Participants -- very, very happy participants -- were given samples of a bunch of different wines that varied wildly by price.
Or so they thought.
They were actually given just three different wines, but they were told, right before each squirt, "This one comes from a $90 bottle," or "This one comes from a $5 bottle!" Or several price points in between.
Since participants' brains were hooked up to an MRI, researchers could watch what was happening in their taste centers as well as their so-called pleasure centers.
Turns out, the taste center was as rational as Spock. Price differences affected it not one whit. But the pleasure center? That shallow ninny lit up like a pinball machine whenever it believed it was drinking the more expensive stuff.
Which only goes to show that price matters on an even deeper level than anyone ever guessed.
"This came as a big surprise," says Baba Shiv, a Stanford Business School professor and co-author of the study. "We have long known that factors such as price and brand influence people's perceptions," he said. But this study showed that price affected "the actual pleasure that the brain experiences."
This wasn't Mr. Shiv's first foray into examining the role of price on brain function. In an earlier study, he gave all his participants a can of Red Bull before asking them to solve some puzzles. But he told half of them that the drink had been purchased on sale.

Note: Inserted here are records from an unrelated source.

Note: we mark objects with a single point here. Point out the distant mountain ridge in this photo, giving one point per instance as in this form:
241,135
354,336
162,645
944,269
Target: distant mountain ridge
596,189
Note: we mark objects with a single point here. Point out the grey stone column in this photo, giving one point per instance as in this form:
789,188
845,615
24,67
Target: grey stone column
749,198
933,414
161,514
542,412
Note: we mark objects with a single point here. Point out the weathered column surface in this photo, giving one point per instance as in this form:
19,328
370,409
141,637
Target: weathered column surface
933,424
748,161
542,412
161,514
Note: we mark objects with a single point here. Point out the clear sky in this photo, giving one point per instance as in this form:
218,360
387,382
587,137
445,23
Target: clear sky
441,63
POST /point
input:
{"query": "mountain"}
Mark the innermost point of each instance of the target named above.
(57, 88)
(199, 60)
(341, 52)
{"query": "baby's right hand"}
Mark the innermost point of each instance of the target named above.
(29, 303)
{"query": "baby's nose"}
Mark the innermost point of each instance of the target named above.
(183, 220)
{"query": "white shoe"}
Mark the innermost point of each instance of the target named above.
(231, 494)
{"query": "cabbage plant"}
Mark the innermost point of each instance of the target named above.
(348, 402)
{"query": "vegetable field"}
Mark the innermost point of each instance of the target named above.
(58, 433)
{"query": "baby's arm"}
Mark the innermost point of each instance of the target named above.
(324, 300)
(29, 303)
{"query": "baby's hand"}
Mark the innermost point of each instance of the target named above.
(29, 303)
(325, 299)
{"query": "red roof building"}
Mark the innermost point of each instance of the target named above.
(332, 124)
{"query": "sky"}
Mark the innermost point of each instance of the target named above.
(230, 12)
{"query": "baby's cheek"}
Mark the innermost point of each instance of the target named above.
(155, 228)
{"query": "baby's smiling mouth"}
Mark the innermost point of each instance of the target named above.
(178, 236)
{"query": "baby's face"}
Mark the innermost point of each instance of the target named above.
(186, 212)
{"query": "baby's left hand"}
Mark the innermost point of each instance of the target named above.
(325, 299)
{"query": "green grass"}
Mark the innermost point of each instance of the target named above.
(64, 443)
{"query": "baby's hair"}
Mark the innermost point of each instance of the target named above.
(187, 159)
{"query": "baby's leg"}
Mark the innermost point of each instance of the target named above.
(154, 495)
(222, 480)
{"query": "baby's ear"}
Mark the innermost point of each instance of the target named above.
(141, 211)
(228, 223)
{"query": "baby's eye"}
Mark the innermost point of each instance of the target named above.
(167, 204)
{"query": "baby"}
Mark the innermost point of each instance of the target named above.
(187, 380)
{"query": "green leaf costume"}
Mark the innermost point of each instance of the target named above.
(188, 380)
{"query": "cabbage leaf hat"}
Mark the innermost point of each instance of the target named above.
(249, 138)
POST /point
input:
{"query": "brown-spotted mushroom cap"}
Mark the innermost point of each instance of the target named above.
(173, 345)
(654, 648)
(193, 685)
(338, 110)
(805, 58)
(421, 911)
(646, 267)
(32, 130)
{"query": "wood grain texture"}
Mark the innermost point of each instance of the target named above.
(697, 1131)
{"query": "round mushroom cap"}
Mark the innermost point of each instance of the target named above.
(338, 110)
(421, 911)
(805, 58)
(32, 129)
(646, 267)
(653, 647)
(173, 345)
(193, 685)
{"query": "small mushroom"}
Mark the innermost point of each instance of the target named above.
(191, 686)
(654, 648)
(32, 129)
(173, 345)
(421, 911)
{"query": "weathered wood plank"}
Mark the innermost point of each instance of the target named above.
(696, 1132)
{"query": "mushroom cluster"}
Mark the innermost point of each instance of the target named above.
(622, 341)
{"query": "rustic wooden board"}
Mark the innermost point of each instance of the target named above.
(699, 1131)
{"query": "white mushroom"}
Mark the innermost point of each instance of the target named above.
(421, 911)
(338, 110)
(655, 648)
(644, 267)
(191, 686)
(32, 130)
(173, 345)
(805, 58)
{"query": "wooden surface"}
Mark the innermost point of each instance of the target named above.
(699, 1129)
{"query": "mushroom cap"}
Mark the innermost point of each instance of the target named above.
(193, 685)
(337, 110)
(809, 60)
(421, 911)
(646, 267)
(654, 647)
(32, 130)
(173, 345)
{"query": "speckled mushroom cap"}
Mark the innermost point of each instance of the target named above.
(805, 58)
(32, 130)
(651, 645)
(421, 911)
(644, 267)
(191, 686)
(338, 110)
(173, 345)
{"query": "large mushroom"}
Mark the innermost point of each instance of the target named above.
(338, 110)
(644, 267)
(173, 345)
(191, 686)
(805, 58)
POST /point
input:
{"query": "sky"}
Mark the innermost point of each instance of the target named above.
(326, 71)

Darned if the kids who thought the Red Bull was bought at discount didn't end up solving fewer puzzles.
"When you actually buy something on sale, you do get an emotional boost because you think, 'Hey! I got a great deal!'" said Mr. Shiv. "But there is this downside when you actually use the product." Somehow, the sale item just doesn't feel as effective.
So, clearly, anyone considering a discount (Howard Schultz, are you listening?) should think twice -- or at least listen to my sister-in-law, Carmella.
Carm was such a devoted Bed Bath & Beyond shopper that she -- like everyone else in America -- started receiving an avalanche of its coupons. "They came in the mail seemingly every week and gave 20% off one item," she says. "However, you cannot carry them in your wallet because they are too big."
As a result, she usually found herself without one whenever she happened upon the store. And when that was the case, she no longer went in. Paying full price now felt like a rip-off, and, worse, the stuff seemed cheap, too.
Price matters most when the product is something whose quality we really can't judge for ourselves. So with technical things, like computers; rarefied things, like fancy coffee; and even unusual things, such as Bed Bath & Beyond's escargot tongs (ick), we feel so ignorant, we tend to judge them on price: the higher, the better.
That's a crucial lesson for anyone peddling premium brands, says Robert Passikoff, president of Brand Keys consulting. "You're never going to see discounts on Tiffany diamonds." Neurons all over the world light up when they see that blue box because price and pleasure are one.
If, however, a company has reached the point where the premium price no longer brings satisfaction, it should try to disguise any discounting it finally does. For instance, Passikoff says, when GM cut prices a few years ago, "They did it as 'the GM employee discount.' Now that's something special." GM didn't sound desperate -- it sounded generous.